Anyone familiar with George Orwell’s 1984 is bound to think of the hapless Winston Smith while reading Adam Johnson’s Pulitzer Prize-winning novel. Orwell, of course, wrote his fantasy in reaction to the rise of Communist Russia.
Johnson’s tale is also fiction, but it’s based on what we know about the harsh reality of life in the world’s most oppressive dictatorship – North Korea.
Johnson follows the adventures of Pak Jun Do, who manages to preserve his core of humanity despite a range of traumatic experiences: growing up in a wretched orphanage, working in a dangerous tunnel linking North and South Korea, going on kidnapping missions to Japan, and salvaging the blood from dying patients in a prison hospital. An encounter with an American naval vessel gets him embroiled in a propaganda visit to Texas, where he meets a Senator whose negotiations with North Korea’s leadership may offer Jun Do a way out of his nightmarish existence.
This is a country in which starving people chew the bark off trees and steal flowers from graves to eat the petals.
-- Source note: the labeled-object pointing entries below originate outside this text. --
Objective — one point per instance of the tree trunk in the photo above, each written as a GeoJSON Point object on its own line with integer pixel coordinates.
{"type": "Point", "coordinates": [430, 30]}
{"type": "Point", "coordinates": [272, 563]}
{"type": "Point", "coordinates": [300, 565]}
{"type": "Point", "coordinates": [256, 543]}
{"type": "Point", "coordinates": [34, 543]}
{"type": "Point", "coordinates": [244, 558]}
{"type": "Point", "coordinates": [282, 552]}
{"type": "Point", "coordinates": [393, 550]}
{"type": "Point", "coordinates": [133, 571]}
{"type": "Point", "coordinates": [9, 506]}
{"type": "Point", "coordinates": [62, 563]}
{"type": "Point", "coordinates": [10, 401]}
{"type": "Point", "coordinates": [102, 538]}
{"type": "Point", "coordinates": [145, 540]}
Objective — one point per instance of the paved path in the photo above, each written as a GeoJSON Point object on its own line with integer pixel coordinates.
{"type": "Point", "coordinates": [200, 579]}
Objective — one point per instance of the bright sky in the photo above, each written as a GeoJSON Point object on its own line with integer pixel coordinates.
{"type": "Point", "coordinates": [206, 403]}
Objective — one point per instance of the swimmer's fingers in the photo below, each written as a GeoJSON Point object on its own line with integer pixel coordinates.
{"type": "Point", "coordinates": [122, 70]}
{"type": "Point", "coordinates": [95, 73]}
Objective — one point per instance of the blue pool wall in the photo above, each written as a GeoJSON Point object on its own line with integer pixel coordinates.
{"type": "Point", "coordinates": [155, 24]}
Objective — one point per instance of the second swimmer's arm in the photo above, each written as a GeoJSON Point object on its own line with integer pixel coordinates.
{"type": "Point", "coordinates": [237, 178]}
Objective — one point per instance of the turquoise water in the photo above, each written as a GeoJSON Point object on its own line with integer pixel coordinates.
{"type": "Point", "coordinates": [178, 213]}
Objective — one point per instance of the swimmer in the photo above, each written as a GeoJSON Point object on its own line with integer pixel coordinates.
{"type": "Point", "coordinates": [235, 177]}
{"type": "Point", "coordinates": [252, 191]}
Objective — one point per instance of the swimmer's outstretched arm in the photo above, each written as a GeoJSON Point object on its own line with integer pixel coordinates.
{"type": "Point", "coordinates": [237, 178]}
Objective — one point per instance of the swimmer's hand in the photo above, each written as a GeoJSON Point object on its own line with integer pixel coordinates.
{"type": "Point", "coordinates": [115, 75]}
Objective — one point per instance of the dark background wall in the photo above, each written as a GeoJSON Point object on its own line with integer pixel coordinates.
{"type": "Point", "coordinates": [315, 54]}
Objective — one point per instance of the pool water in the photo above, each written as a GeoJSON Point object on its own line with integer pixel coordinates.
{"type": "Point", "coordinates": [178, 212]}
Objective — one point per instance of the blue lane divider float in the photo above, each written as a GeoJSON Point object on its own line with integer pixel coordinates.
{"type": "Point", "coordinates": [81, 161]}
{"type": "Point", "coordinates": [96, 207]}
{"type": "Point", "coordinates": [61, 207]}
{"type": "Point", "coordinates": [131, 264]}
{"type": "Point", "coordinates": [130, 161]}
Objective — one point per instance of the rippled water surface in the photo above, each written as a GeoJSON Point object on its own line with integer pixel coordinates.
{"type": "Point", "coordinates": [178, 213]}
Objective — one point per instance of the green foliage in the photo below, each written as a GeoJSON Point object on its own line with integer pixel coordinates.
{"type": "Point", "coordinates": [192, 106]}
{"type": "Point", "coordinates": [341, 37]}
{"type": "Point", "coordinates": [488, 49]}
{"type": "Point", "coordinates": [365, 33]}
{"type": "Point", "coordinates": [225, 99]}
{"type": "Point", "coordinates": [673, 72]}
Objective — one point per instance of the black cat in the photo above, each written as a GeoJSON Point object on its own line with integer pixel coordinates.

Where torture is an art form. Where beautiful women are commodities of the State. Where people who fail in their duties fabricate lies in order to survive, and where a successful lie can make you a hero. As Jun Do reflects at one point, “In North Korea, you weren’t born, you were made.”
Along the way we meet a crew of interrogators, one of whom makes biographies of the people he tortures while caring for his elderly parents, who are terrified of becoming his next victims. And there’s Sun Moon, the movie star protégé of North Korea’s “Dear Leader,” who becomes involved with Jun Do after he assumes her dead husband’s identity.
Readers may be confused by the time slippage Johnson uses to show what happens to his characters. But if you stick with it, their fate becomes clear. Unlike the doomed Winston Smith, Pak Jun Do is resourceful and uses the means at his disposal to his advantage. Ultimately, there is hope that freedom can arise from confinement, dignity from degradation, and life from death.
I give The Orphan Master’s Son only four stars out of five due to an excess of offensive language.